Saturday, September 3, 2011

Fading, Fading, Fading...

A World War II general is reputed to have said, "Old soldiers never die, they just fade away." My dad is fading. The old soldier, long forgotten of his medals and citations, is fading like the melting early morning fog. He is but a dim shadow of his former self, and yet the essential life force within him seems bound, restricted by the frail body he inhabits. The soul that is my father is still there, still evident, and yet one cannot help but feel he yearns to be free.
It's hard for me to grasp the enormity of this time or the loss that is about to overtake me. Soon enough, perhaps far sooner than we suspect, there will be another post to say that Dad has passed. Not died, mind you, but passed. "He that liveth and believeth in me shall never die," Jesus promised. Indeed, we do not die. We change location. We exchange one life for another.

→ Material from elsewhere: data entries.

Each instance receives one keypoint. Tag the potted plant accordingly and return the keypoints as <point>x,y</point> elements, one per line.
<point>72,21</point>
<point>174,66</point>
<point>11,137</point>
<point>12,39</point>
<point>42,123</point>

It was Jim Elliot who said it best, as I recall: "That man is no fool who gives up what he cannot keep to gain what he cannot lose."
I cannot keep my Dad. I cannot keep him any more than I can keep forever any other loved one. But at the same time, I cannot lose him either. I am willing to surrender him for a time, if I must, in order to gain him for an eternity. And so it is with all those whom we love, and that is why we yearn so much that they - like our selves - will come to know Christ as Savior; that we may lose them for a season to gain them for an eternity.